The court then began its legal analysis with a discussion of standing. (Standing is a constitutional requirement holding that the party filing a lawsuit must show injury, causation and redressability before a federal court can hear the case.) Notably, in Kentucky v. EPA (Case No. 3:23-cv-0007-GFVT), another recent case where state-plaintiffs brought a motion for a preliminary injunction to block the Biden administration’s WOTUS rule, the U.S. District Court for the Eastern District of Kentucky ruled against the states, finding that the states could not show how they were being injured by a rule that had not yet been enforced (see our updated eAlert). However, the court in West Virginia rejected this legal analysis and instead adopts the approach employed in Texas, where the court held states are entitled to special solicitude on issues affecting state sovereignty, and thus do not have to meet every aspect of the standing requirement.

The court next applied the four-part inquiry to determine whether a preliminary injunction was warranted. The four factors the court must weigh while making the inquiry are:

  • whether there is a threat of irreparable harm to the party brining the suit (the movant),
  • the balance of the harms between the party seeking to block the action and the party whose action would be enjoined,
  • the movant’s likelihood of success on the merits, and
  • the public interest. The court once again adopted the reasoning in Texas, taking the unusual step of inserting block quotes from the Texas opinion to underscore its agreement with that court’s analysis.
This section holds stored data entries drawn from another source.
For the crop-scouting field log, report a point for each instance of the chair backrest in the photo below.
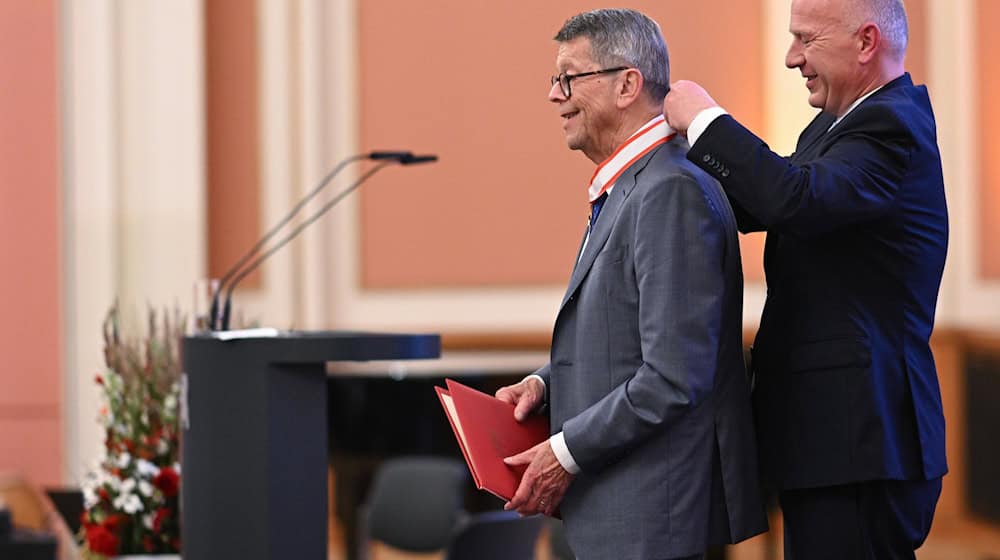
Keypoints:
(415, 503)
(496, 535)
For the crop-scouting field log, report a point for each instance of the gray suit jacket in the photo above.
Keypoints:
(647, 379)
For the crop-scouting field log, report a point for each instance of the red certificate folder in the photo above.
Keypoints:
(487, 432)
Both courts found that the state-plaintiffs were likely to succeed on the merits of their case, because “at least two aspects [of the 2023 Rule] are unlikely to withstand judicial review.” (Opinion at 17, quoting Texas at 10). The court held that the Biden administration’s rule “reads navigability out of the [Clean Water Act]” and applies a different test than the one outlined in the Supreme Court case Rapanos v. United States (that test is the ‘significant nexus’ test). (Opinion at 18, quoting Texas at 10) (547 U.S. 715 (2006)). The court concludes by “find[ing] the new 2023 Rule is neither understandable nor “intelligible, and its boundaries are unlimited. . . [which] raises a litany of other statutory and constitutional concerns.” (Opinion at 19).

As the law currently stands, the nation is divided — about half the country applies the Biden administration’s 2023 WOTUS rule, while the other half will determine whether waters are jurisdictional using regulatory framework prior to 2015 (pre-2015 framework). An explanation of the pre-2015 framework and accompanying guidance documents can be found at the Environmental Protection Agency’s website.  The U.S. Supreme Court is expected to issue a ruling on Sackett v. EPA (Docket No. 21-454), a case that directly addresses WOTUS, in the near future (the expected release date range will begin in the next few days and last until the end of June). One potential outcome of the Court’s ruling in Sackett is a directive to the EPA and Army Corps of Engineers to reconsider their 2023 WOTUS rule.

We will continue to monitor the status of this rule and the outcome of Sackett v. EPA and will provide updates as necessary.